Perturbation, straightforward expansion

Question

Consider the equation: $$\ddot{u} + \frac{\omega_0^2u}{1+u^2} = 0$$I want to determine the straightforward expansion for small but finite $u$. what form should the expansion take? Normally the nonlinearity parameter, $\epsilon$, is the perturbation parameter and the straightforward expansion takes the form : $$ u = u_0 + \epsilon u_1 + O(\epsilon^2) $$ But here, $u$ itself is the perturbation parameter.

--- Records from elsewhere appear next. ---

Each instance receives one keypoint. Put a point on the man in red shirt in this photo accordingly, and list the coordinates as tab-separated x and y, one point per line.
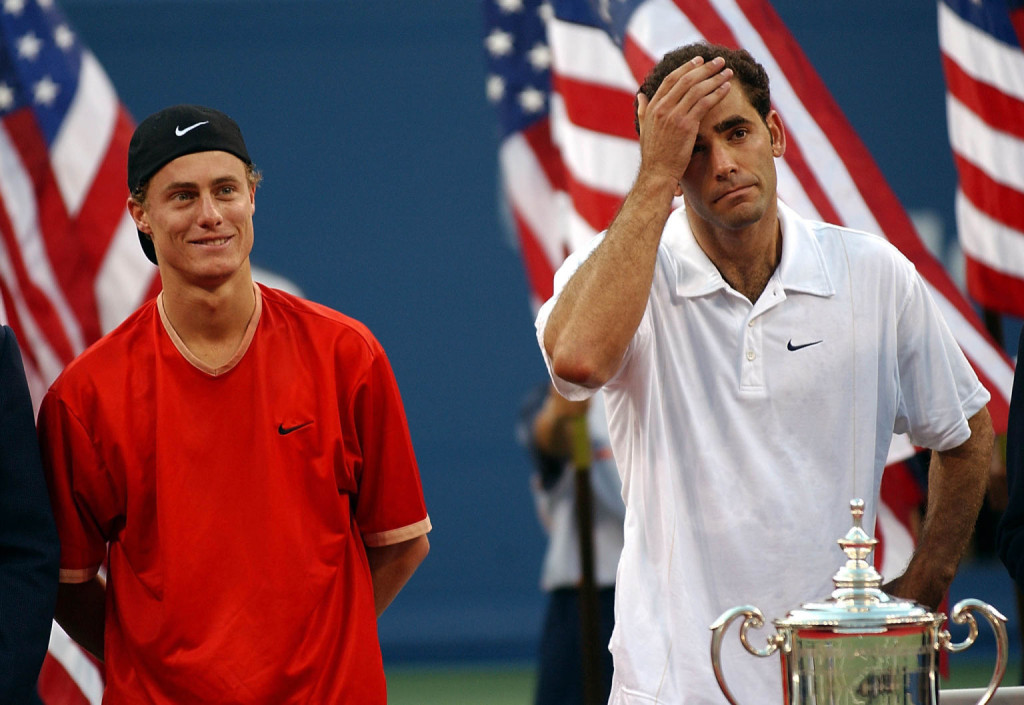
241	455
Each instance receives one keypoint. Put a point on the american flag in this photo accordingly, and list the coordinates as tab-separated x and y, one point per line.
984	67
562	76
71	267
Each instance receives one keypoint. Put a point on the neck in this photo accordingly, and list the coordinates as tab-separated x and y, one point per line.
211	322
747	257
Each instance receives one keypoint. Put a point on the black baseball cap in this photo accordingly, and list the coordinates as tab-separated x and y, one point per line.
174	132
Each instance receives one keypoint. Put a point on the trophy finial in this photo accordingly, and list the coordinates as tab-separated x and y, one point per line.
857	580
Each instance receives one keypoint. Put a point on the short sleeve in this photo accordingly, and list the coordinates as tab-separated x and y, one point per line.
82	493
939	389
389	505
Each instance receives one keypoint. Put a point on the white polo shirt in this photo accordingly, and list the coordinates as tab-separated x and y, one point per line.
741	431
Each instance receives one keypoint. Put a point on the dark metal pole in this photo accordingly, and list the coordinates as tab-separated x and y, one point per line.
589	610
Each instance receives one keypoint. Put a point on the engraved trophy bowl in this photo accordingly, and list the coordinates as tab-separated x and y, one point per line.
860	646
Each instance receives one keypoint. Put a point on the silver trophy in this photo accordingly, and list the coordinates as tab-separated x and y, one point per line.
860	646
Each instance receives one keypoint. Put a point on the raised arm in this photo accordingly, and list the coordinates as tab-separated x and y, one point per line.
598	312
956	483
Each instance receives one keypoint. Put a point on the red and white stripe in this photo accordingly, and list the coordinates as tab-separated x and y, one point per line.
985	115
71	268
566	176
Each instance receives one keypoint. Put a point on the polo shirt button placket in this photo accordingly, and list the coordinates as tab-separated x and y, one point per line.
752	374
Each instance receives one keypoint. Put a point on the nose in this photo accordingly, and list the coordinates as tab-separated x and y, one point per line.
209	213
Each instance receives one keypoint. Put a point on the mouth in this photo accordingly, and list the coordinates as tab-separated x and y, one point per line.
212	242
734	191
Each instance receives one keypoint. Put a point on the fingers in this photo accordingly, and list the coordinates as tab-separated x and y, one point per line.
694	86
671	120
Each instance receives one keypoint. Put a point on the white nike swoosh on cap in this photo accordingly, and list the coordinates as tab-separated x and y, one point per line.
179	132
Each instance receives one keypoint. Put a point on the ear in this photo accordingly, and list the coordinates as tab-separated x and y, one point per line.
641	110
777	131
138	214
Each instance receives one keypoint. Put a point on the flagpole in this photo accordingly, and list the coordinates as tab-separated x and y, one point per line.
589	609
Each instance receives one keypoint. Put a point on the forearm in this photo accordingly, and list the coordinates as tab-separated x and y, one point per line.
598	312
956	483
81	613
392	566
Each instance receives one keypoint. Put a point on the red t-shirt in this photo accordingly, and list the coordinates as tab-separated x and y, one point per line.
236	503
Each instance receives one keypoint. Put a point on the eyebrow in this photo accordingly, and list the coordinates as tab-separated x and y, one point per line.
729	123
193	184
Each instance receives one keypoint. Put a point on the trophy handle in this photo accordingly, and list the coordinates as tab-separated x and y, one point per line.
962	614
755	619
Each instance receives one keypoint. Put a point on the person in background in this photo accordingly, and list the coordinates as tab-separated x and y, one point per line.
1010	531
241	453
546	429
29	548
756	366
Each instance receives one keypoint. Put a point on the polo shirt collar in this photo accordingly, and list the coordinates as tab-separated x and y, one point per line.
801	270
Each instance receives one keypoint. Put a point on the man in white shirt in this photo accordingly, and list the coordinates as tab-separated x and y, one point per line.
756	366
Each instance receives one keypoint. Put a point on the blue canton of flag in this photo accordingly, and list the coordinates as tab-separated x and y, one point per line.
40	65
518	61
71	267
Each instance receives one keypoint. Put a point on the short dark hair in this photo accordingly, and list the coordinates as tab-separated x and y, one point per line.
752	76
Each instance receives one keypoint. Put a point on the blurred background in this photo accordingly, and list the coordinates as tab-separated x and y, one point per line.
381	199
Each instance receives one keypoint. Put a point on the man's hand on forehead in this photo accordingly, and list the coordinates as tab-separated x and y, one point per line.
670	121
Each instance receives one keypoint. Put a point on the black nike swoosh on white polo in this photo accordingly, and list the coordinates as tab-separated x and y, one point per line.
791	346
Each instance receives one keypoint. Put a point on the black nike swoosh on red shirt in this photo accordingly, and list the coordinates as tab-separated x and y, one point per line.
285	430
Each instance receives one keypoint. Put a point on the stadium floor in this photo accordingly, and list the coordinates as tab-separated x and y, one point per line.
514	685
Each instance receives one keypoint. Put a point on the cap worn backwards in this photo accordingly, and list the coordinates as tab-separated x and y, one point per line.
174	132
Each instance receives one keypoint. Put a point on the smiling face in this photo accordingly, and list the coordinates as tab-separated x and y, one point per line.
199	211
730	181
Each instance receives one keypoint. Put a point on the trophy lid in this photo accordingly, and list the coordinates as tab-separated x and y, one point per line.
858	603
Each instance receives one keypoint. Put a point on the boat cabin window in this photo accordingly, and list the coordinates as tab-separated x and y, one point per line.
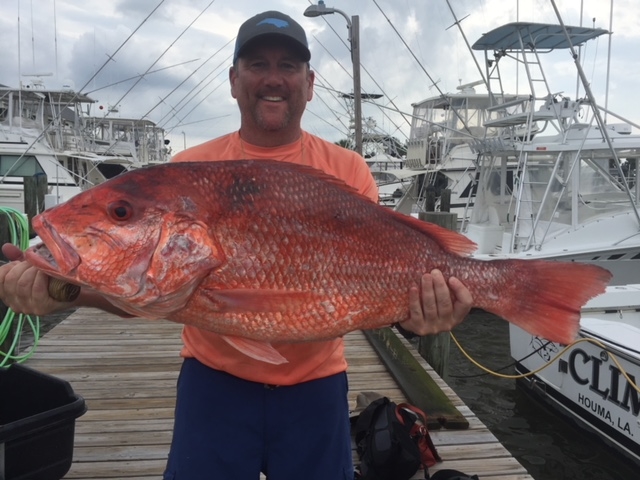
26	166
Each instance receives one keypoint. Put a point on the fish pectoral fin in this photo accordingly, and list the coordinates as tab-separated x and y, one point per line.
257	301
257	350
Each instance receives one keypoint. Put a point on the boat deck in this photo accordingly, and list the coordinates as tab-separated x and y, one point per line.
126	370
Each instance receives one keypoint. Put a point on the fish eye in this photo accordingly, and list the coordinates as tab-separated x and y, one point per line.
120	210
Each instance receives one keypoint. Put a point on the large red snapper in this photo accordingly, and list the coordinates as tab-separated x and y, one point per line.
265	251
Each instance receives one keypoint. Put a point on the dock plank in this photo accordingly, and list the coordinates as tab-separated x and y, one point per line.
126	370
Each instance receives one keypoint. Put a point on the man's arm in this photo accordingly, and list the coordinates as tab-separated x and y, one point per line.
437	306
25	289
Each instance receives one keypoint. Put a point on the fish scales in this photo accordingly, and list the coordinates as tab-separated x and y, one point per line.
276	252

What form should the expansion take?

Answer 1

Introduce $\epsilon$ as follows:

$$\ddot{u} + \omega_0^2 \frac{u}{1+\epsilon u^2} = 0$$

where, hopefully,

$$u = u_0+\epsilon u_1+\epsilon^2 u_2 + \cdots$$

Clearly,

$$u_0(t) = A \cos{\omega_0 t} + B \sin{\omega_0 t} $$

Now expand to $O(\epsilon)$:

$$\ddot{u_0} + \omega_0^2 u_0 + \epsilon \left [\ddot{u_1} + \omega_0^2 \left (u_1- u_0^3 \right )\right ] +O(\epsilon^2) = 0$$

The term in brackets is zero to this order of approximation, and we have

$$\ddot{u_1} + \omega_0^2 u_1 = \omega_0^2 u_0^3 $$

This is an inhomogeneous equation for $u_1$ because we know $u_0$ from the previous order solution. As you go to higher orders, you will see such recursion.

To first order, the solution you seek is $u(t) = u_0(t) + u_1(t)$, as the original equation specifies that $\epsilon=1$.